In early February, city council adopted Bailão’s motion to explore a series of tools that could birth new rehearsal rooms, including placing studios in city-owned properties and requiring developers to subsidize such spaces. Judging by a city report on the topic, these measures can’t arrive soon enough. “Toronto’s music community has become increasingly threatened by a combination of factors including overall affordability and the gradual erosion of a grassroots ecosystem of live venues, rehearsal and recording studios, and do-it-yourself spaces and events,” the report concluded. “These trends are collectively contributing to an exodus of musicians out of Toronto to other, less expensive cities.”
Some artists have already left. “If all these places close, in 15 years, there will be no new PUP, no new METZ, no new Flatliners. All of them will have moved to Hamilton,” says Ramirez. “Music is something that Toronto prides itself on, and it’s something that could be in jeopardy if musicians don’t have spaces.”
Ramirez is a part of the Geary Coalition, a group of locals, artists and ex-C3 members who launched the online petition. Though they didn’t stop the sale, Ramirez plans to continue opposing the church’s rezoning application. “In a dream scenario, I want them to get frustrated and put the place back on the market in a year or two years from now,” he says. “Hopefully the music community can retain that space.”
The members of Music Needs Space TO dream of partnering with the city and music companies – think Long and McQuade or Spotify – to establish a musical community centre, a one-stop shop where artists can practise, record, take lessons and repair their instruments. “We’re trying to keep the Toronto music scene as vibrant and as eclectic as it’s always been,” says Ramirez.
Benichou and his band could use a space like that.
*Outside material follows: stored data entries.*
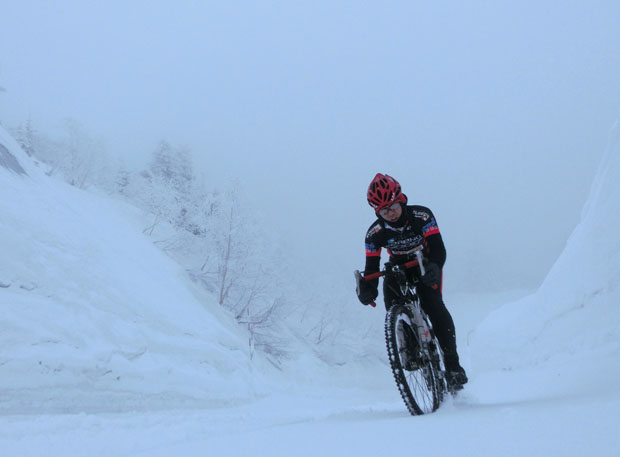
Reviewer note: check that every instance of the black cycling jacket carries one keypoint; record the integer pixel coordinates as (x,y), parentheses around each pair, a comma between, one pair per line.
(417,227)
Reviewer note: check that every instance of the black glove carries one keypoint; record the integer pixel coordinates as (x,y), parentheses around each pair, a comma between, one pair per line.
(367,292)
(432,275)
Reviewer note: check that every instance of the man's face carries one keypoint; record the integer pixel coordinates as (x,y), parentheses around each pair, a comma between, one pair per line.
(391,213)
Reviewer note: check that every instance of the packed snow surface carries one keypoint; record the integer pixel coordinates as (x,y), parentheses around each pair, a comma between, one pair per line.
(106,349)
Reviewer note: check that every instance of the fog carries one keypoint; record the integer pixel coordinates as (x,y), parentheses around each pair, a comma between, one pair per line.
(493,114)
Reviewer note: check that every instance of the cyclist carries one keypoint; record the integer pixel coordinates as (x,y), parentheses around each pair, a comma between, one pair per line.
(401,228)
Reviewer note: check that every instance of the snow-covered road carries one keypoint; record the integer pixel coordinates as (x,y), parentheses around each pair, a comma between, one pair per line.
(508,414)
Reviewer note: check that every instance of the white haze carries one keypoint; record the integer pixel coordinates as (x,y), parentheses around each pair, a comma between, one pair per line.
(107,349)
(494,114)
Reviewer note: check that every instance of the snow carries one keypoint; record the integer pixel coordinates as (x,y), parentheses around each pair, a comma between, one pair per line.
(106,349)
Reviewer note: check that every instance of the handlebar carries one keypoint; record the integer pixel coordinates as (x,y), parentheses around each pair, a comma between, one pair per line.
(419,261)
(378,274)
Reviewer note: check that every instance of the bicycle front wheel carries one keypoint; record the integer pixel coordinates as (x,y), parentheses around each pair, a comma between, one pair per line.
(414,373)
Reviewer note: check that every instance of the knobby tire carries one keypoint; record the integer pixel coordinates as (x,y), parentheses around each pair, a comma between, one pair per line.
(421,389)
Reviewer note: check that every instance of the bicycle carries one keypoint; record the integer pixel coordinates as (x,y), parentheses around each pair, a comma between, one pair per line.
(414,353)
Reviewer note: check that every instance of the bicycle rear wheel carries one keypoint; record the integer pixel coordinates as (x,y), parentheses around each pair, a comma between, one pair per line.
(417,382)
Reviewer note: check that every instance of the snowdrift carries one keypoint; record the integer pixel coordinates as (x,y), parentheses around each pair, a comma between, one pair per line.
(575,315)
(96,317)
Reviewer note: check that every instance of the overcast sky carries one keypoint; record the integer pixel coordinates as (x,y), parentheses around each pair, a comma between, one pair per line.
(493,113)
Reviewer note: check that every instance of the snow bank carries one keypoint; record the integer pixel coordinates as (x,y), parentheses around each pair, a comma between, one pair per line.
(576,311)
(96,317)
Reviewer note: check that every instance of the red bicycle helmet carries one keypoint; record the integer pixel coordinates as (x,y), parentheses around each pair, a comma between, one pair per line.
(383,191)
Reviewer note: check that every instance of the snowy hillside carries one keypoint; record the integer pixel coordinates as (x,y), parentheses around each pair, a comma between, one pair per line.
(94,316)
(575,316)
(101,326)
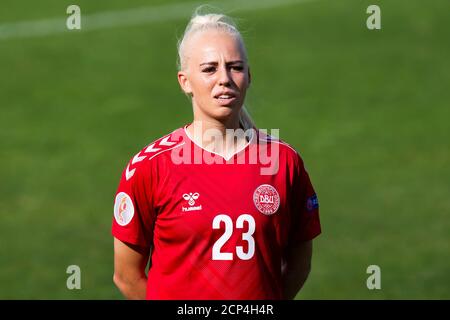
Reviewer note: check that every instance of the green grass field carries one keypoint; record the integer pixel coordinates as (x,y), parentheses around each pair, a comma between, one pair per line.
(368,111)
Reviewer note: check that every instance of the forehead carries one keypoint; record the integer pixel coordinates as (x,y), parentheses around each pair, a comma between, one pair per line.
(213,45)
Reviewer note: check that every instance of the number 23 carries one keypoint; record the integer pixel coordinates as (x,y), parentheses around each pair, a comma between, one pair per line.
(247,236)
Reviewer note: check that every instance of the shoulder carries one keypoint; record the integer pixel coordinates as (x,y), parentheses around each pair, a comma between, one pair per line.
(284,149)
(152,152)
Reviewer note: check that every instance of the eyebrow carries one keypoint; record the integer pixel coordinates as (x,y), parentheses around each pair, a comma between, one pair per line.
(216,63)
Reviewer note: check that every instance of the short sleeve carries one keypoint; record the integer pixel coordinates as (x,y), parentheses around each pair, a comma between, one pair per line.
(305,206)
(133,211)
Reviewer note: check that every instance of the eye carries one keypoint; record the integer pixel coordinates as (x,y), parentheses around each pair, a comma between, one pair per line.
(237,68)
(209,69)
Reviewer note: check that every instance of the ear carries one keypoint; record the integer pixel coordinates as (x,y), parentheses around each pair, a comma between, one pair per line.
(184,82)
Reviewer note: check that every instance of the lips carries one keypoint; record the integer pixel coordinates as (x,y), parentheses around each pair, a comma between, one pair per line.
(225,98)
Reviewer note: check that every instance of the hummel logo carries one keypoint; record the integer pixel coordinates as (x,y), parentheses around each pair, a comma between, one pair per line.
(191,197)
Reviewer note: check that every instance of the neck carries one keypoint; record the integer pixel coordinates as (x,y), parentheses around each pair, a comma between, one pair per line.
(221,137)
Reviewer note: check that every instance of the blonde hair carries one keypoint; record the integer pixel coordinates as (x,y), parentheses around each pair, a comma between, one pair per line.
(202,22)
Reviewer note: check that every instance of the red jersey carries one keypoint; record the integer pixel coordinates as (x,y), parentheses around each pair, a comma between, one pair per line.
(218,228)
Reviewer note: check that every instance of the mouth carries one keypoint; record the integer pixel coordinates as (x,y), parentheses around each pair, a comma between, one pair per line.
(225,99)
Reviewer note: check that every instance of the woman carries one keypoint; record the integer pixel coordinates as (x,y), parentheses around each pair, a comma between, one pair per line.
(198,204)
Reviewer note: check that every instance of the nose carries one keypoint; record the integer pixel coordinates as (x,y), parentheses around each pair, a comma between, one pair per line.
(224,77)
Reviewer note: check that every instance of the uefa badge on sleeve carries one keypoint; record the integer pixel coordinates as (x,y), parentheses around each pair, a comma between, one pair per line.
(123,209)
(266,199)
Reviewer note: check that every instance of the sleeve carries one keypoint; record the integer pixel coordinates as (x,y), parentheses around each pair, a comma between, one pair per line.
(133,210)
(305,222)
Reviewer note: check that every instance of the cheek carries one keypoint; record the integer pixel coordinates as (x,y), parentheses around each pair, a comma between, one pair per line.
(202,85)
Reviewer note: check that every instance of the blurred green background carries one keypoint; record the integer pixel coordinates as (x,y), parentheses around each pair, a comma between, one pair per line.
(368,111)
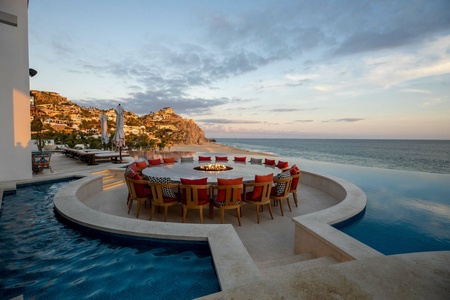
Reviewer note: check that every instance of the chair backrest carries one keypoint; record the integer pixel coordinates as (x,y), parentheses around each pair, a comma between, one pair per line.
(283,186)
(266,188)
(190,194)
(231,193)
(137,188)
(295,181)
(42,160)
(158,191)
(221,158)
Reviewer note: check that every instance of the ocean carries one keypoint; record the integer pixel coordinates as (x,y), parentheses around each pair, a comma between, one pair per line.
(431,156)
(407,184)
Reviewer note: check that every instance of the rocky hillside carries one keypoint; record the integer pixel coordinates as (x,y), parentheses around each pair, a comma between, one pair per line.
(64,115)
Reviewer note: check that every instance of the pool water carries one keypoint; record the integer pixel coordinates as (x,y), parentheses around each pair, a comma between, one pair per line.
(45,258)
(406,211)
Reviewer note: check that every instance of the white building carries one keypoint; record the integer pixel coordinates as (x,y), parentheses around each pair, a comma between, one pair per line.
(15,139)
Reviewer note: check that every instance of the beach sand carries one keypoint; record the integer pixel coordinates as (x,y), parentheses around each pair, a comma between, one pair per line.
(216,148)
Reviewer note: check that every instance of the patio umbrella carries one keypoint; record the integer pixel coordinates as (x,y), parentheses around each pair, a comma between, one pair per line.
(104,128)
(119,136)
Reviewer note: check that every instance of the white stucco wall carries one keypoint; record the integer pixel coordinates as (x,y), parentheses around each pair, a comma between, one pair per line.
(15,153)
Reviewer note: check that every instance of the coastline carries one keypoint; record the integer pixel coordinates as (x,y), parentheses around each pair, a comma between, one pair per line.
(216,148)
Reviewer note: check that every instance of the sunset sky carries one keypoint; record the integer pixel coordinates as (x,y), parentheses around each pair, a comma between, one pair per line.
(262,68)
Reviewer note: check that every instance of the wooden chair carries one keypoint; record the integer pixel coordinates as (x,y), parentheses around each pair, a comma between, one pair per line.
(190,198)
(40,161)
(232,200)
(138,191)
(161,200)
(294,186)
(260,201)
(279,197)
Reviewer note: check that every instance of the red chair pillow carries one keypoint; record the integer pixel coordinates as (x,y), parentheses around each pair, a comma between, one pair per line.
(270,162)
(221,158)
(240,159)
(257,191)
(141,164)
(203,193)
(221,181)
(282,164)
(155,161)
(142,190)
(169,160)
(294,171)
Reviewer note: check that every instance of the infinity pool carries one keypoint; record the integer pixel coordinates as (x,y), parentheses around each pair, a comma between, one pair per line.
(46,258)
(406,211)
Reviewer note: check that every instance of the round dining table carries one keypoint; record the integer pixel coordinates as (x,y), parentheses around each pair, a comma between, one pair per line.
(178,170)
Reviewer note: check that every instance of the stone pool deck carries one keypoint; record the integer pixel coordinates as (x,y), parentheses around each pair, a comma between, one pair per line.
(274,270)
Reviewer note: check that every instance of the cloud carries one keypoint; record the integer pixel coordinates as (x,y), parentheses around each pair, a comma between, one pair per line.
(345,120)
(227,121)
(304,121)
(432,102)
(401,25)
(416,91)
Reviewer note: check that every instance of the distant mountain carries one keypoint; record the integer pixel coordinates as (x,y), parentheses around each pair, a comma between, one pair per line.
(64,115)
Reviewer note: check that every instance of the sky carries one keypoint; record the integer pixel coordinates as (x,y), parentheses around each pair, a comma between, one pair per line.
(255,68)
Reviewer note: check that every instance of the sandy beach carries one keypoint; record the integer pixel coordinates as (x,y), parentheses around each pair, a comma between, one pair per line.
(216,148)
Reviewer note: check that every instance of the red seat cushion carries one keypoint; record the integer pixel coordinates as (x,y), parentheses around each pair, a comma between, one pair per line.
(222,181)
(202,194)
(257,191)
(168,160)
(155,161)
(282,164)
(240,159)
(270,162)
(221,158)
(142,190)
(169,200)
(141,164)
(294,171)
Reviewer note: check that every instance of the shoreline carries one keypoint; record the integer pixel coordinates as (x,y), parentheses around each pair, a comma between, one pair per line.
(216,148)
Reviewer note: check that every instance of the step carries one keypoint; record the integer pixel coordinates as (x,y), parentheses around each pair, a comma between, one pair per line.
(102,172)
(113,183)
(284,261)
(285,270)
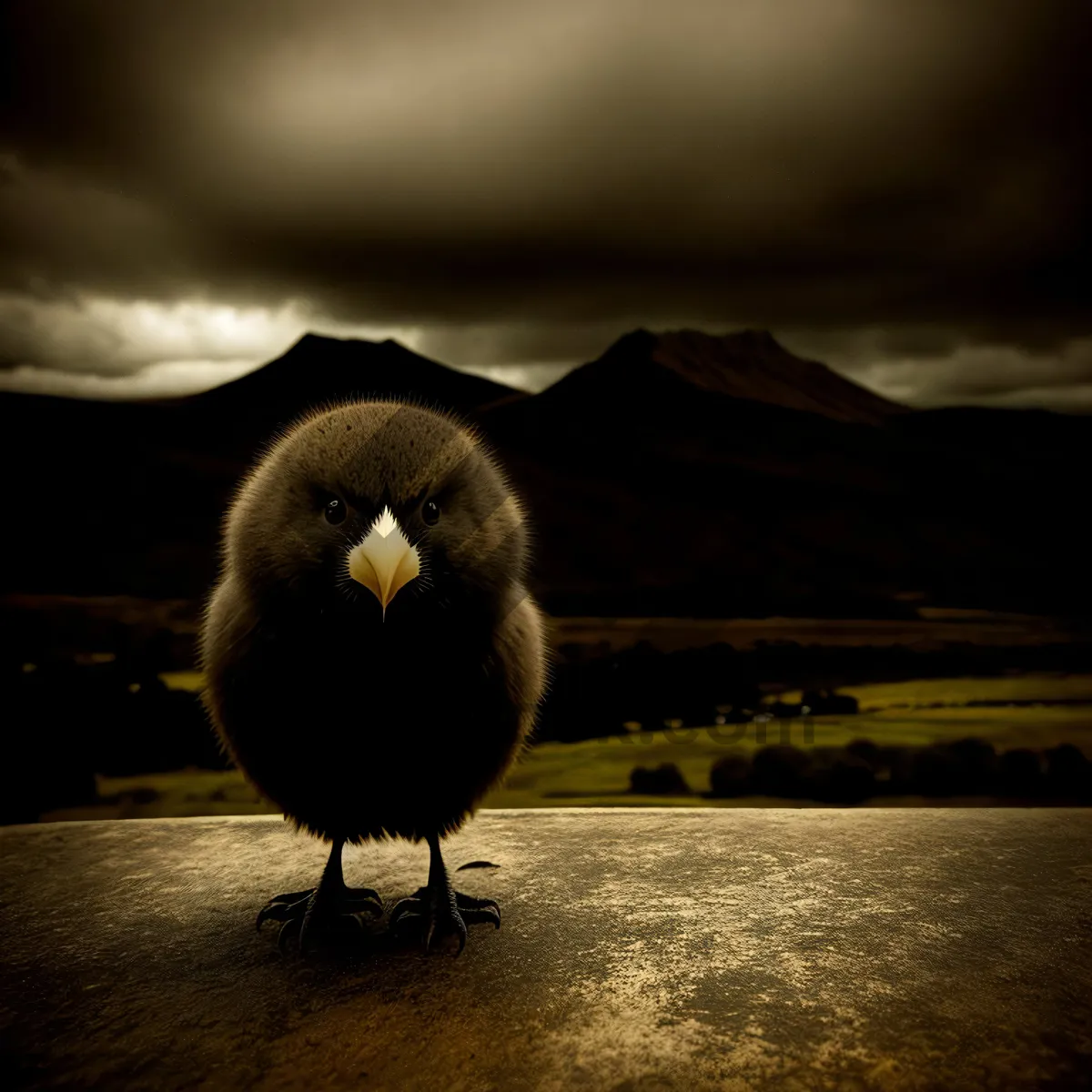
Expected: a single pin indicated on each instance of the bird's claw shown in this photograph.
(303, 915)
(445, 915)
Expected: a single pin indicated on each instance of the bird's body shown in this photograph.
(363, 710)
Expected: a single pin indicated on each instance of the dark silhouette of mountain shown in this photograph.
(318, 369)
(749, 364)
(660, 483)
(677, 474)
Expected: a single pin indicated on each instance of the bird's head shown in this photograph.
(372, 500)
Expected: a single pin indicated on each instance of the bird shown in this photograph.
(374, 660)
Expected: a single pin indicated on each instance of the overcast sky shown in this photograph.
(899, 188)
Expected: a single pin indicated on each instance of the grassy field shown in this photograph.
(595, 773)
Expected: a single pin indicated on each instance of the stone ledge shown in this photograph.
(642, 949)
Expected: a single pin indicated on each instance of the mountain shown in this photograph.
(677, 474)
(672, 474)
(749, 364)
(321, 369)
(130, 495)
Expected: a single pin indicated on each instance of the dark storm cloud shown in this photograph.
(532, 179)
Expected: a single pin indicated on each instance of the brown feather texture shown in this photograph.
(363, 719)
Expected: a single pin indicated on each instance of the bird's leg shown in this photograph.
(321, 909)
(440, 910)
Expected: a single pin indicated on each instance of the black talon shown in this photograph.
(314, 913)
(440, 910)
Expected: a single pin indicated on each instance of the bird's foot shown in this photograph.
(321, 917)
(443, 915)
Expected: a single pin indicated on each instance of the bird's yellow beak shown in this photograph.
(385, 560)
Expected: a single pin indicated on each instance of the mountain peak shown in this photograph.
(746, 364)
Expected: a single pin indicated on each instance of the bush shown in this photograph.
(976, 765)
(731, 775)
(1020, 773)
(781, 770)
(665, 780)
(1068, 773)
(934, 771)
(847, 780)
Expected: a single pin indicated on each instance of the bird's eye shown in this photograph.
(334, 511)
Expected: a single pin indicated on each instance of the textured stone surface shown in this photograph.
(640, 950)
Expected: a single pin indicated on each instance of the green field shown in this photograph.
(595, 773)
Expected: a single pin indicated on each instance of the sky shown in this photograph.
(899, 188)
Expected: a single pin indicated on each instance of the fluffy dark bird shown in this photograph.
(374, 659)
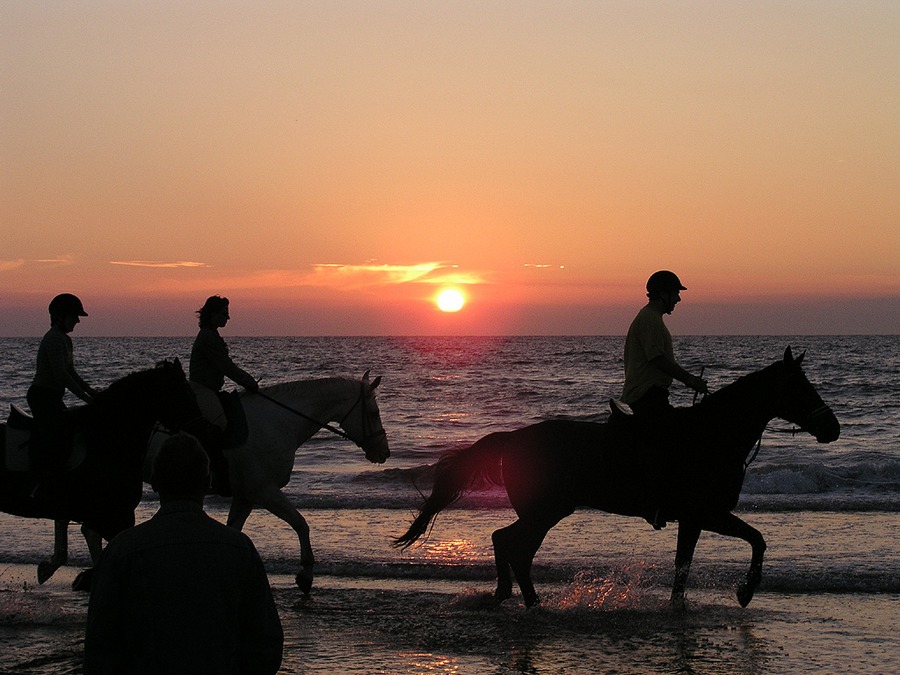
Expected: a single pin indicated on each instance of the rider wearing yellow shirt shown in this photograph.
(650, 364)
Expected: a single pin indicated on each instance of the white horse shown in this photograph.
(282, 417)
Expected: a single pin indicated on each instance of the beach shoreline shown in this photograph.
(359, 625)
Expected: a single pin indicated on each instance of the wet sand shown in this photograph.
(588, 626)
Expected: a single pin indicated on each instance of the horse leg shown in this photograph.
(730, 525)
(514, 549)
(688, 536)
(60, 556)
(278, 505)
(94, 543)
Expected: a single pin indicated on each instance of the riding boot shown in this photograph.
(218, 466)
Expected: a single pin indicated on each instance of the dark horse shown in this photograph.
(104, 489)
(690, 472)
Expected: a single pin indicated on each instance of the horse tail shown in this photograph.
(457, 472)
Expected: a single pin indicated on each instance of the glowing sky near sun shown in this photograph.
(331, 166)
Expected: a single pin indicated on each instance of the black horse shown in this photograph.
(104, 489)
(691, 472)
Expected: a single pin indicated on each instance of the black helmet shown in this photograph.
(66, 303)
(663, 282)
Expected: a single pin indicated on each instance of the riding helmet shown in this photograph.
(66, 304)
(663, 282)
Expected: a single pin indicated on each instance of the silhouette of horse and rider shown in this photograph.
(251, 444)
(660, 463)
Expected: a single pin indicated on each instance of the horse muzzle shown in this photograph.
(376, 448)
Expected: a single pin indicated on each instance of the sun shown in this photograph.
(450, 300)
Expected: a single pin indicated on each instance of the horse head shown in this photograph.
(366, 429)
(797, 401)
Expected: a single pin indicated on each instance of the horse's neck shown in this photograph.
(326, 399)
(741, 409)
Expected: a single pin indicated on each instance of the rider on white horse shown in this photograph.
(210, 365)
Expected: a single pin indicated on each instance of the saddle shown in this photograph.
(618, 413)
(19, 426)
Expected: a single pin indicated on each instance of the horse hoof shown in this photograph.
(45, 571)
(82, 582)
(745, 594)
(304, 581)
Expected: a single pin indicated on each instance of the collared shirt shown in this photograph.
(647, 339)
(210, 362)
(55, 365)
(182, 593)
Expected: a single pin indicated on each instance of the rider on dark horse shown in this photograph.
(210, 365)
(51, 435)
(650, 367)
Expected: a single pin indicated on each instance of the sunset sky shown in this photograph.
(331, 166)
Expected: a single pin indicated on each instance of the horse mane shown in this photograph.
(300, 386)
(744, 385)
(132, 382)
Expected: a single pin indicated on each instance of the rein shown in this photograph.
(793, 431)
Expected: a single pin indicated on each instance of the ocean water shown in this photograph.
(831, 587)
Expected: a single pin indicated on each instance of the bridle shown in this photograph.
(366, 418)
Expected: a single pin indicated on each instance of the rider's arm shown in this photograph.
(672, 369)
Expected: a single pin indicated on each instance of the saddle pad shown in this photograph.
(18, 434)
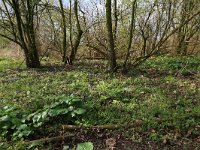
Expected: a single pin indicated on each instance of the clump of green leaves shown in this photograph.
(16, 126)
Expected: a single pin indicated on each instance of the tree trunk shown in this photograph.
(111, 44)
(27, 33)
(134, 3)
(64, 27)
(74, 47)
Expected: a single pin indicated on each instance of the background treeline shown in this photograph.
(126, 33)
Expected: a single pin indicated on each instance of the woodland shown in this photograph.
(99, 74)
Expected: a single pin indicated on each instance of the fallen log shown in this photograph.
(101, 127)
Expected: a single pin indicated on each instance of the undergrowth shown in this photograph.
(163, 94)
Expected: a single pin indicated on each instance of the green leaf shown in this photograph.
(85, 146)
(4, 118)
(79, 111)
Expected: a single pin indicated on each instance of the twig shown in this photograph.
(48, 140)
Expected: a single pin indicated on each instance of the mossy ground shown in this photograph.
(163, 93)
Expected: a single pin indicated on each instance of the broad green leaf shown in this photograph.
(85, 146)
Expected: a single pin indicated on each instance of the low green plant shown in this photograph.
(16, 126)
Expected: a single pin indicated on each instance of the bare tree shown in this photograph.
(18, 25)
(111, 43)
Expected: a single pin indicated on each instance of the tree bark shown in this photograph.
(111, 43)
(74, 47)
(64, 27)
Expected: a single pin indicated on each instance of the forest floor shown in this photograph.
(157, 104)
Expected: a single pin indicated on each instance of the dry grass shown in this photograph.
(11, 52)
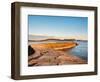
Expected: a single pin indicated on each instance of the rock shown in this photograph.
(30, 50)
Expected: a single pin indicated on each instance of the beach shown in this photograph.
(48, 54)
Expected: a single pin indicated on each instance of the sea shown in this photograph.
(81, 50)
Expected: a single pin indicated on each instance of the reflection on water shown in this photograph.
(81, 50)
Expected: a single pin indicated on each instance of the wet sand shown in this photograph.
(53, 54)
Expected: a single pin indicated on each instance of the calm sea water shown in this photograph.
(81, 50)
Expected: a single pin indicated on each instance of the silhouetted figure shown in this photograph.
(30, 50)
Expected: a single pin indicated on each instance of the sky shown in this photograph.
(58, 26)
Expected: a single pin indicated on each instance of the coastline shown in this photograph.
(53, 54)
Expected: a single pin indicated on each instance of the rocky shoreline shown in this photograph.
(52, 54)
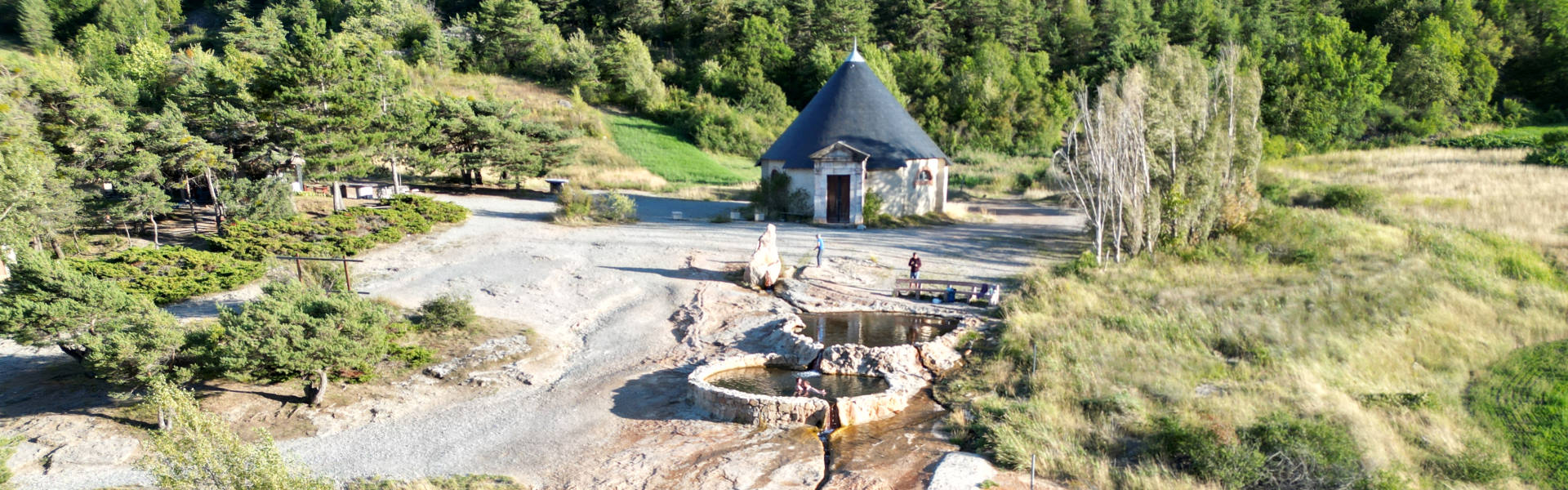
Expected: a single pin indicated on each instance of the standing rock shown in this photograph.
(961, 471)
(765, 265)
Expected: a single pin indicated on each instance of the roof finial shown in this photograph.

They recently started looking for a new rehearsal studio. So far, they’ve had no luck. As Benichou tells it, when Geary closes, his band will lose not just a room, but also a circle of like-minded artists. “That’s my biggest fear, that the community will lose the ability to bandwagon onto each other’s shows, to find new band members and new genres, to meet all these different people,” he says. “That’s the real communal loss.”